Conversations For Transformation: Essays Inspired By The Ideas Of Werner Erhard

Conversations For Transformation

Essays By Laurence Platt

Inspired By The Ideas Of Werner Erhard

And More




Fight, Flee, Or Face Up

(The Train Is In The Station)

Napa Union High School Auditorium, Napa, California, USA

March 31, 2005



This essay, Fight, Flee, Or Face Up (The Train Is In The Station), is the companion piece to It is also the sequel to In The Face Of Commitment.



There are three possible responses to real or imaginary challenges:

 1)  fight,
 2)  flee, or
 3)  face up.

It's the third possible response which interests me. What facing up really is, is becoming present to the situation. The first two, fight or flight, are for the most part automatic responses. There's nothing wrong with either of them. We're constructed to respond this way from time to time. It's what ensures our safety and our survival - literally. It's what comes with the package. But what facing up brings which is new, which doesn't come with the package, is accountability, responsibility, and possibility. This is who I am. This is what's happening. I'm responsible for this. Now  what?

These realizations are the very stuff of transformed living. They don't create themselves. Neither do you have a right to them, and neither are they easy to wrestle with. If transformation were easy, wouldn't the entire world be transformed by now?

Ask yourself: what's my choice here? What possibility can I invent here? Whatever the answers to these questions are, asking them allows something new to emerge, something more than simply a hormonal endrocrinal keyed response for which no one except your own clockwork-ness can take any credit.

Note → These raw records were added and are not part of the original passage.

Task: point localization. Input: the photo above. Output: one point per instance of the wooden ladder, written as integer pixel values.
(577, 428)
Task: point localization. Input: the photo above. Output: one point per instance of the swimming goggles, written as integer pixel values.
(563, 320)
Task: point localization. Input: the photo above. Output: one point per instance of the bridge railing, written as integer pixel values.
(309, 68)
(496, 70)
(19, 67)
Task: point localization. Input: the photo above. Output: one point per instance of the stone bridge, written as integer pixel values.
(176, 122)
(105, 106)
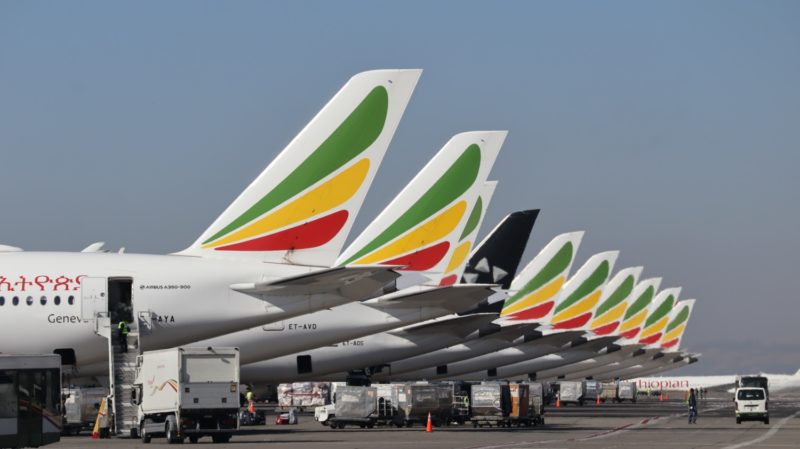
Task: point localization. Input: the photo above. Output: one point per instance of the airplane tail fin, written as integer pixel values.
(581, 295)
(461, 248)
(496, 258)
(638, 307)
(429, 217)
(300, 209)
(678, 318)
(539, 283)
(658, 315)
(614, 301)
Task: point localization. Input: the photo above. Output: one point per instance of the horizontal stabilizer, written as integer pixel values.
(460, 326)
(455, 298)
(356, 283)
(96, 247)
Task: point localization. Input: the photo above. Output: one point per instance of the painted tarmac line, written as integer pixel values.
(598, 435)
(768, 434)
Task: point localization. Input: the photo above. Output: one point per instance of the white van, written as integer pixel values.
(751, 405)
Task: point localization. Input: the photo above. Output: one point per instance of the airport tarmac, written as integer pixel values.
(649, 423)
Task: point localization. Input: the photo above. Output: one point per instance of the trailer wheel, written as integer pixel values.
(171, 430)
(221, 438)
(143, 434)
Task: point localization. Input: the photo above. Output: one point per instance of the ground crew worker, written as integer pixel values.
(691, 401)
(123, 330)
(250, 397)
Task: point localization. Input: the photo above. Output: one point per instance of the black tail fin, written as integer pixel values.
(496, 259)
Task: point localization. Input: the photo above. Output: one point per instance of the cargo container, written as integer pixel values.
(571, 393)
(536, 391)
(626, 391)
(187, 393)
(355, 405)
(490, 404)
(30, 409)
(608, 392)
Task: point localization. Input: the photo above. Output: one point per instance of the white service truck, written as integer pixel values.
(187, 392)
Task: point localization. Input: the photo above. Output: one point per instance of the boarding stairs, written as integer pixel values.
(122, 374)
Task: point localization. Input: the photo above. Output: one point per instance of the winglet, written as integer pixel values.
(581, 294)
(638, 307)
(678, 318)
(537, 286)
(300, 209)
(658, 315)
(496, 258)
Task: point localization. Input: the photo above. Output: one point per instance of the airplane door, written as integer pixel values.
(94, 298)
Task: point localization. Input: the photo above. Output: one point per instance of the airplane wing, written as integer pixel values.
(461, 326)
(356, 282)
(456, 298)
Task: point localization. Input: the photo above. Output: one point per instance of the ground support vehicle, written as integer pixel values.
(30, 409)
(626, 391)
(571, 393)
(591, 389)
(753, 381)
(388, 403)
(416, 401)
(536, 401)
(751, 405)
(491, 404)
(187, 393)
(303, 395)
(608, 392)
(355, 405)
(80, 408)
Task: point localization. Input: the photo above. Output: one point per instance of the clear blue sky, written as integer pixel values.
(667, 130)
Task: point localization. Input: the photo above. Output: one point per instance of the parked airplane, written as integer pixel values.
(612, 358)
(266, 258)
(533, 287)
(635, 314)
(776, 381)
(447, 199)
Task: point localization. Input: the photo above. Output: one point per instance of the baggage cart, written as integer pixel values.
(536, 391)
(490, 404)
(416, 401)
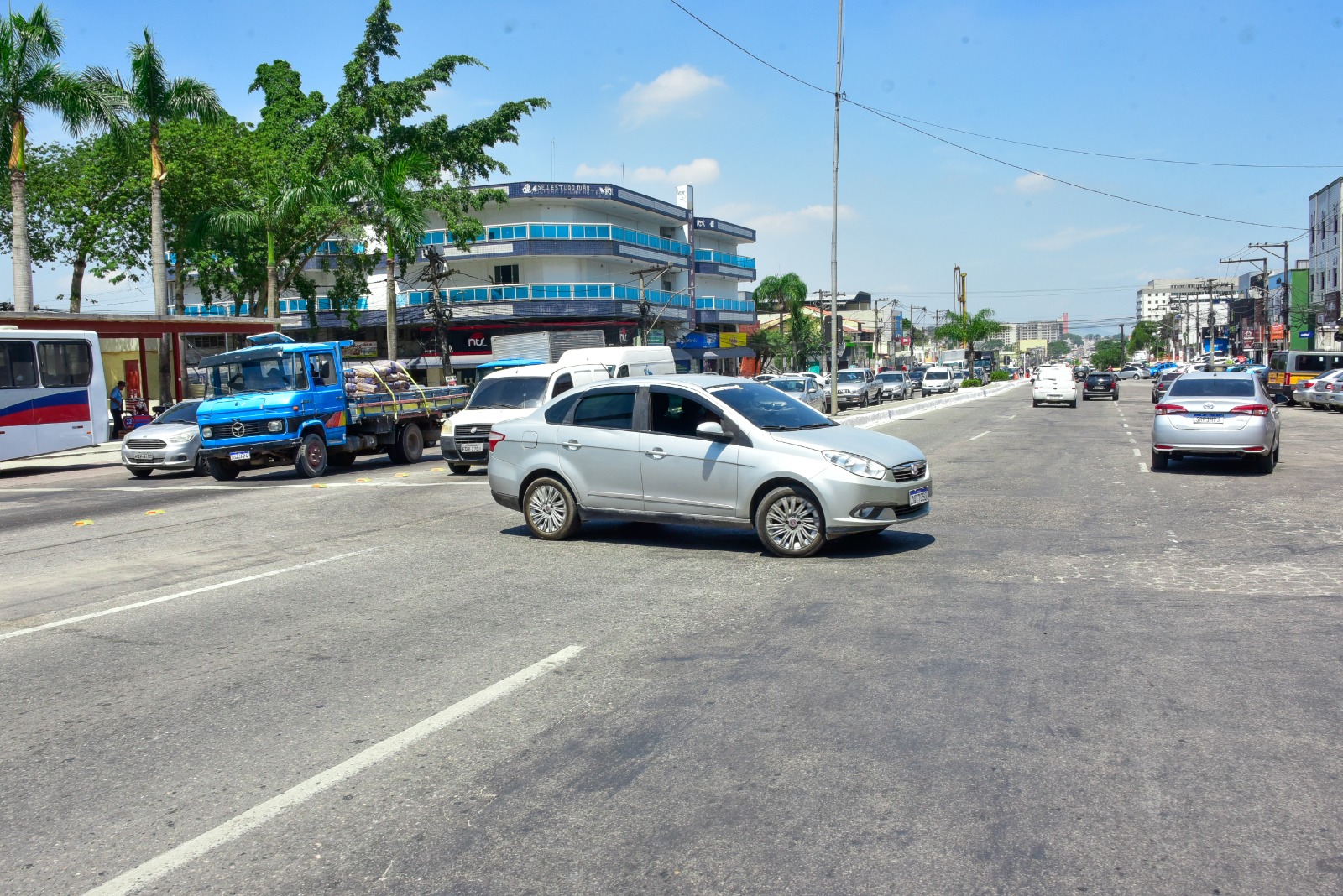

Notice you can't answer these questions authentically and neither will anything new show up until you get present to the situation and face up to the challenge - fight and flight are not options. It's not just that you can't have a worthwhile inquiry when no one is at home. It's that the problem state, whatever the problem is, is always axiomatically congruent with the über-conversation  "This isn't  it". Simply by facing up to it, the problem state is vanquished. Nothing changes out there, yet the missing link - presence  (or listening, if you will) - returns. Someone is at home. The train is in the station. It's OK the way it is, and there's choice in the matter of the future again.

What stops you living a life you love isn't the past you had but the future you don't  have. What makes for living a life you love is inventing a future worth living into.
Werner says "You can have what you want, or you can have the reasons you don't have what you want.". Werner also says "What you got is what you chose. To move on, choose it.".